Há um período em que os pais vão ficando órfãos dos seus próprios filhos.
É que as crianças crescem independentes de nós, como árvores tagarelas e pássaros estabanados. Crescem sem pedir licença a vida.
Crescem com uma estridência alegre e, às vezes com aladearda arrogância.
Mas não crescem todos os dias de igual maneira.
Crescem de repente.
Um dia sentam-se perto de você no terraço e dizem um frase com tal maturidade que você sente que não pode mais trocar as fraldas daquela criatura.
Onde é que andou crescendo aquela danadinha que você não percebeu?
Cadê a pazinha de brincar na areia, as festinhas de aniversário com palhaços e o primeiro uniforme do Maternal?
A criança está crescendo num ritual de obediência orgânica e desobediência civil.
E você está agora ali, na porta da discoteca, esperando que ela não apenas cresça, mas apareça!
Ali estão muitos pais ao volante, esperando que eles saiam esfuziantes sobre patins e cabelos longos e soltos.
Entre hambúrgueres e refregerantes nas esquinas, lá estão nossos filhos com o uniforme de sua geração: incômoda mochila da moda nos ombros.
Ali estamos, com os cabelos esbranquiçados. Esses são os filhos que conseguimos gerar e amar, apesar dos golpes dos ventos, das colheitas, das notícias, e da ditadura das horas.
E eles crescem meio amestrados, observando e aprendendo com nossos acertos e erros. Principalmente com os erros que esperamos que não repitam.
Há m período em que os pais vão ficando um pouco órfãos dos próprios filhos. Não mais os pegaremos nas portas das discotecas e festas.
Passou o tempo do balé, do inglês, da natação e do judô.
Saíram do banco de trás e passaram para o volante de sas prórias vidas.
Deveríamos ter ido mais à cama deles ao anoitecer para ouvir sua alma respirando conversas e confidências entre os lençóis da infância, e os adolescentes cobertores daquele quarto cheio de adesivos, agendas coloridas e discos ensurdecedores.
Não os levamos suficiente ao Playcenter, ao Shopping, não lhe demos suficientes hambúrgures e cocas, não lhes compramos todoso os sorvetes e roupas que gostaríamos de ter comprado. Eles cresceram sem que esgotássemos neles todo o nosso afeto.
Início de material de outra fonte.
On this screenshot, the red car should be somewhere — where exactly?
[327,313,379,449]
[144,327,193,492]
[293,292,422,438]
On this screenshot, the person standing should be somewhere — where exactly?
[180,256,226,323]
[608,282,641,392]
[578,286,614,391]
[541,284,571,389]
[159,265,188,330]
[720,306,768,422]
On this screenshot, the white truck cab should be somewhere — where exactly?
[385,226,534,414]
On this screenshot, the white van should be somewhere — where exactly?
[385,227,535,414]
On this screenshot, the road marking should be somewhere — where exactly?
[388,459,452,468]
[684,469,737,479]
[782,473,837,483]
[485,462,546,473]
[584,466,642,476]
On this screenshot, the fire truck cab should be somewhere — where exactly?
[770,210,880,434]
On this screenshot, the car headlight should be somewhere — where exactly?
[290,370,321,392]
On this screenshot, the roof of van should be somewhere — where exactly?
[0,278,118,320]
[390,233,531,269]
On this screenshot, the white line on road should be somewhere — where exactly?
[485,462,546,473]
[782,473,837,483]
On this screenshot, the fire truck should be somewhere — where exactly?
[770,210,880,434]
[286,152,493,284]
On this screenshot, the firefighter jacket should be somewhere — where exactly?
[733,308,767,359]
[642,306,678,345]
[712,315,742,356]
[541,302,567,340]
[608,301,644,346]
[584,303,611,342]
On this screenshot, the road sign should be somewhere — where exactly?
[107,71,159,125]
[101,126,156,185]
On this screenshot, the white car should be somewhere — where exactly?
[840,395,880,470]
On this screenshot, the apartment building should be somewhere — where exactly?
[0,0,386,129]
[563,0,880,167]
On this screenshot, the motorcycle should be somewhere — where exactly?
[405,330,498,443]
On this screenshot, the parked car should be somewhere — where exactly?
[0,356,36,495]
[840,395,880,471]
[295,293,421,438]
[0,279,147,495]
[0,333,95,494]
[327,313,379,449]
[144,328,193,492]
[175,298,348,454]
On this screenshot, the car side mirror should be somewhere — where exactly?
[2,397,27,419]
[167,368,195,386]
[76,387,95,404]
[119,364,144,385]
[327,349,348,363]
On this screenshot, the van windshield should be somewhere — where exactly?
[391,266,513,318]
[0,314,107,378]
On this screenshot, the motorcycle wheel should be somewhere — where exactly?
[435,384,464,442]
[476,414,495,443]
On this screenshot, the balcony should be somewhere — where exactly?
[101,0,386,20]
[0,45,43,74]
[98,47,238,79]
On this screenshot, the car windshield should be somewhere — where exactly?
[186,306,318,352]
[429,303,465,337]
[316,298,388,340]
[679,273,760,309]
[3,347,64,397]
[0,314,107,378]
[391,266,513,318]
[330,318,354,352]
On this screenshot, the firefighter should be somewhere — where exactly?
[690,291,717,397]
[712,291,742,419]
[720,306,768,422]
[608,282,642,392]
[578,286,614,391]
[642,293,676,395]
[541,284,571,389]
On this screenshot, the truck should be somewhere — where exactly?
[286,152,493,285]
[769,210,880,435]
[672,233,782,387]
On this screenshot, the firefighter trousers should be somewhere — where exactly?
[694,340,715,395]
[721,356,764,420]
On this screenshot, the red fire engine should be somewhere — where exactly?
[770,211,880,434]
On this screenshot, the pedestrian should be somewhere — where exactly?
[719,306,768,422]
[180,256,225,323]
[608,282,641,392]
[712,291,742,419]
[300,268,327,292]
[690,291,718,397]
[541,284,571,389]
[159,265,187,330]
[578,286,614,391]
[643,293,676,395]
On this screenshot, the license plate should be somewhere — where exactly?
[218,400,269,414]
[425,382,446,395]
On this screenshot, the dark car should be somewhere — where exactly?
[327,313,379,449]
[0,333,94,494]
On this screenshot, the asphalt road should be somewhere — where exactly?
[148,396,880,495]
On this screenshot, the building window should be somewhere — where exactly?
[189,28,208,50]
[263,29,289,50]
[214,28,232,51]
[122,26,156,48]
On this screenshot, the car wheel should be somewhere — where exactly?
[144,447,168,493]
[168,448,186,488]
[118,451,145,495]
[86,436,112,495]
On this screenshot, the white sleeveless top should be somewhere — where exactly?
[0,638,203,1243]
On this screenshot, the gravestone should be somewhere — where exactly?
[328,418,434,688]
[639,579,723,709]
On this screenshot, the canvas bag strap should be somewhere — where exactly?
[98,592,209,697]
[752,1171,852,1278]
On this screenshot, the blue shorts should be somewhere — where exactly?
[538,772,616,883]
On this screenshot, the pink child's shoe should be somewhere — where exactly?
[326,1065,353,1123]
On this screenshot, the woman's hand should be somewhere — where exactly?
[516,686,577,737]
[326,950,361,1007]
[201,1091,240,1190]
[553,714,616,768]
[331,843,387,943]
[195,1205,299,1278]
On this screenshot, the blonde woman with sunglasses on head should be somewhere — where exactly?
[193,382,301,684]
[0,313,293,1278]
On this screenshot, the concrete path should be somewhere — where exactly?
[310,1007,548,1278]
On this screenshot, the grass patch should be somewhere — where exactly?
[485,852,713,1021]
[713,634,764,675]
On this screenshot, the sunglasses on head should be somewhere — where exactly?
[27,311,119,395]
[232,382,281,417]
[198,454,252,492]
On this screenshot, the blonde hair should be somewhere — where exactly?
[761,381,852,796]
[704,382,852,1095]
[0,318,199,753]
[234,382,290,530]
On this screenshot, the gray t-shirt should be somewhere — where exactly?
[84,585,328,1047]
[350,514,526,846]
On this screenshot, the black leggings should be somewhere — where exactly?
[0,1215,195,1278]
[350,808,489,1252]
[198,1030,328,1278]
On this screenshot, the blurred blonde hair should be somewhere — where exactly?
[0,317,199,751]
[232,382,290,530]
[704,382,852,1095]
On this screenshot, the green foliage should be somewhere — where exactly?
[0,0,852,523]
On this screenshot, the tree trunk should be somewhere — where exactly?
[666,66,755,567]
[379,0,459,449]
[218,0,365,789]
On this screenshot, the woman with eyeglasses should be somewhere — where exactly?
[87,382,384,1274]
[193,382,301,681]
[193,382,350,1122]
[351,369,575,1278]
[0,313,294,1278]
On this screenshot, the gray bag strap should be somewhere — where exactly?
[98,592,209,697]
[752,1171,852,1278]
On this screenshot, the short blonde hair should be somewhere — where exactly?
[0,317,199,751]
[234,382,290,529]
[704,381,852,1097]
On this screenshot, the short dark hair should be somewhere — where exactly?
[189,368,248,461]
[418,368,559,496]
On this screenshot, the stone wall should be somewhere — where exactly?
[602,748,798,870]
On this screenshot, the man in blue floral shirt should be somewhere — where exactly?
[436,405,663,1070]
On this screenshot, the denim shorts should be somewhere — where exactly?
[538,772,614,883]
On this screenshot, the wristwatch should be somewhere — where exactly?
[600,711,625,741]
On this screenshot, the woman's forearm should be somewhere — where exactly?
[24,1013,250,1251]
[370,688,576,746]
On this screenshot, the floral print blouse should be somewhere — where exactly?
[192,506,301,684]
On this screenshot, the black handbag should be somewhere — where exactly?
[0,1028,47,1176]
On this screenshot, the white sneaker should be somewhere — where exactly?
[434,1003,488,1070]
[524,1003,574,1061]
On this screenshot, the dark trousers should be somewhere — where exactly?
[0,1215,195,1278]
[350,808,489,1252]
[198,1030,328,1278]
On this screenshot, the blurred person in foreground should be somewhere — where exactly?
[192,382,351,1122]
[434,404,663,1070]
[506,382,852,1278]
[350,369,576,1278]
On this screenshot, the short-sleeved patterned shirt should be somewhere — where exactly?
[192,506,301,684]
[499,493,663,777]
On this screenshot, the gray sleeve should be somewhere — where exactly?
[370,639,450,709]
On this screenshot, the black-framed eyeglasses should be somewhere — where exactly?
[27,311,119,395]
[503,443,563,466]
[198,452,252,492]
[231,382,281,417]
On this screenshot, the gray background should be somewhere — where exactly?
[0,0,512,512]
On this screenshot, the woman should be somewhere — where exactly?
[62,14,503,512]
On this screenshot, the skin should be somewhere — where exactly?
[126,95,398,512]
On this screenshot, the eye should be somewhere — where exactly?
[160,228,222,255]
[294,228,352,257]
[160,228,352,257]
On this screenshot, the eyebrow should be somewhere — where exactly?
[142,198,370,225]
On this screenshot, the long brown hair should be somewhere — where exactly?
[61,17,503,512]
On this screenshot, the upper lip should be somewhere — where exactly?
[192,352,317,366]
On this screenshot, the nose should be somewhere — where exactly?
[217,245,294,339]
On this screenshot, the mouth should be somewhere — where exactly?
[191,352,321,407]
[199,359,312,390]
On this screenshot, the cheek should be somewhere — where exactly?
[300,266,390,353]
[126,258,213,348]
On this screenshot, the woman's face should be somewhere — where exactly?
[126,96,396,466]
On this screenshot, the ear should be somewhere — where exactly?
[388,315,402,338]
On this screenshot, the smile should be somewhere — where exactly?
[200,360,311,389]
No princípio subiam a serra ou íam à casa de praia entre embrulhos. bolachas, engarrafamentos, natais, páscoas, piscina e amiguinhos.
Sim, havia brigas dentro do carro, a disputa pela janela, os pedidos de chiclestes , cantorias sem fim. Depois chegou o tempo em que viajar com os pais começou a ser um esforço, um sofrimento, pis era impossível deixar a turma e os primeiros namorados.
Os pais ficaram exilados dos filhos. Tinham a solidão que sempre desejaram, mas, de repente, morriam de saudades daquelas "pestes".
Chega o momento em que só nos resta ficar de longe torcendo e rezando muito (nessa hora, se a gente tinha desaprendido, reaprende a rezar) para que eles acertem nas escolhas em busca da felicidade.
E que a conquistem do modo mais completo possível.
O jeito é esperar: A qualquer hora podem nos dar netos.
O neto é a hora do carinho ocioso e estocado, não exercido nos próprios filhos e que não pode morrer conosco. Por isso os avós são tão desmesurados e distribuem tão incontrolável carinho. Os netos são a última oportunidade de reeditar o afeto.
Por isso é necessário fazer alguma coisa a mais, antes que eles cresçam.
Aprendemos a ser filhos só depois que somos pais.